Ryan Rivosecchi, BCCCP, PharmD
Critical Care Pharmacist
UPMC-Presbyterian Hospital
Pittsburgh, Pennsylvania
Disclosure information not submitted.
Maya Tsvetkova, n/a
Pharmacy Student
UPMC Presbyterian Hospital, United States
Disclosure information not submitted.
Holt Murray, MD
Medical Director
University of Pittsburgh Medical Center Presbyterian Hospital, United States
Disclosure information not submitted.
Christina Thorngren, MD
Attending Physician
UPMC Prespyterian, United States
Disclosure information not submitted.
Veronica Garvia Bianchini, MD
Attending Physician
UPMC Presbyterian, United States
Disclosure information not submitted.
Cornelius Clancy, MD
Attending Physician
University of Pittsburgh, United States
Disclosure information not submitted.
Palash Samanta, MD
Attending Physician
University of Pittsburgh Medical Center Presbyterian Hospital, United States
Disclosure information not submitted.
M. Hong Nguyen, MD
Attending Physician
UPMC Presbyterian Hospital, United States
Disclosure information not submitted.
Title: High rates of invasive fungal infection in COVID-19 patients on extracorporeal membrane oxygenation
Introduction/Hypothesis: COVID-19 patients (pts) in the ICU are vulnerable to invasive fungal infections (IFIs), especially invasive aspergillosis (IA) and candidiasis (IC). Extracorporeal membrane oxygenation (ECMO) is recommended in COVID-19 pts with severe ARDS, but may predispose them to IFIs.
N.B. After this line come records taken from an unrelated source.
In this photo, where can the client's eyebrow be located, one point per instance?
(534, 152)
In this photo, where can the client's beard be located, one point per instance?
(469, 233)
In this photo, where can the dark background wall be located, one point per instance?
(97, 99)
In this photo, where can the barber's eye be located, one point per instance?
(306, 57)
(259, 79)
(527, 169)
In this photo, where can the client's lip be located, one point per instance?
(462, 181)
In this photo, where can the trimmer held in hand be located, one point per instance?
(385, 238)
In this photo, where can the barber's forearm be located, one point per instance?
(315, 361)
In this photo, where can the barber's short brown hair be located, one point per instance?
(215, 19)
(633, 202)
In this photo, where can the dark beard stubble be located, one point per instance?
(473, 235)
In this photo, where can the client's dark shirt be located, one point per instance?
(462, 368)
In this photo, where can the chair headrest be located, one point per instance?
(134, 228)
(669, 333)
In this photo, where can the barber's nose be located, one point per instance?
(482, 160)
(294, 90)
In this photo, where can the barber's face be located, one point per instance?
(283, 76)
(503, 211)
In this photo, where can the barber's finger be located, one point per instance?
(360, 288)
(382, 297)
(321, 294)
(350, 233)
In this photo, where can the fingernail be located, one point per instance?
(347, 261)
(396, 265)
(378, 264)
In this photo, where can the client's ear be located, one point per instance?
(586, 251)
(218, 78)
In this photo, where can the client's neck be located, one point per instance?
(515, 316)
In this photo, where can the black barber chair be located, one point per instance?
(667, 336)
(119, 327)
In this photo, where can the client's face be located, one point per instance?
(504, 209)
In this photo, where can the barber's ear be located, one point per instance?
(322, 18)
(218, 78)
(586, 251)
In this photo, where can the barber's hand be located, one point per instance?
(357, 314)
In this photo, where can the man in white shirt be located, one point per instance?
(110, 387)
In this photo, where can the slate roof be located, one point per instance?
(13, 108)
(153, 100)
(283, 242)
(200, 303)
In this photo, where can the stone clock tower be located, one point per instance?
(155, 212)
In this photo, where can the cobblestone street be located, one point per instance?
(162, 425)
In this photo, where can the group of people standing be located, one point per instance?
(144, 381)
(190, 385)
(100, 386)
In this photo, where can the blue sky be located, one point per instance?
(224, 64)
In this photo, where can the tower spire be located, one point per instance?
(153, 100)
Methods: We conducted a retrospective study of COVID-19 pts requiring ECMO from April '20 – April '21. A weekly IFI screening algorithm was implemented in December '20, which utilized yeast colonization score, serum β-d-Glucan (BDG), serum and respiratory galactomannan (GM) and T2 Candida® (T2C). Fisher’s exact and Mann-Whitney tests were performed to identify risk factors for IFI and death.
Results: Fifty-one patients were included with 1283 days of ECMO support. Median age and BMI were 53 years and 37, respectively. Corticosteroids, remdesivir and tocilizumab were prescribed to 90% (46), 69% (35) and 10% (5) of pts, respectively. Twenty-one pts (41%) were included after screening implementation. Rectal candida colonization and serum BDG were positive during screening in 66% and 62% of pts, respectively. While respiratory and serum GM were positive in only 2%. There were no positive T2C. IFI was diagnosed in 11 (22%) pts: 1 case of IA and 10 cases of IC. Of 10 pts with IC, 8 had BDG screening and 75% of these pts had BDG > 80. Six pts had an autopsy, with IFIs identified in 5 (83%): 3 candida lung abscess and 1 case of each pulmonary IA and small bowel necrosis with IC. Diagnosis of IFI was made post-mortem in 3 pts who were not diagnosed antemortem (2 candida lung abscess, 1 bowel IC). Antifungals were given >2 days in only 45% of IFI pts. At least 2 positive screening tests was significantly associated with IFI (p=0.04). The mortality rate of the entire cohort and pts with IFI were 53% and 55%, respectively. Positive BDG (p=0.01) and higher percentage of positive BDG tests (p=0.02) were risk factors for death.
Conclusion: Incidence of IFI, particularly IC, in COVID pts requiring ECMO was high, and included IC that were present at autopsy but not recognized antemortem. The incidence of IFI may be underdiagnosed, given the scarcity of autopsy studies in COVID-19. Combined biomarker and yeast colonization screening may help identifying pts at risk for IFI. COVID-19 should be added as a predisposing risk of pulmonary IFI.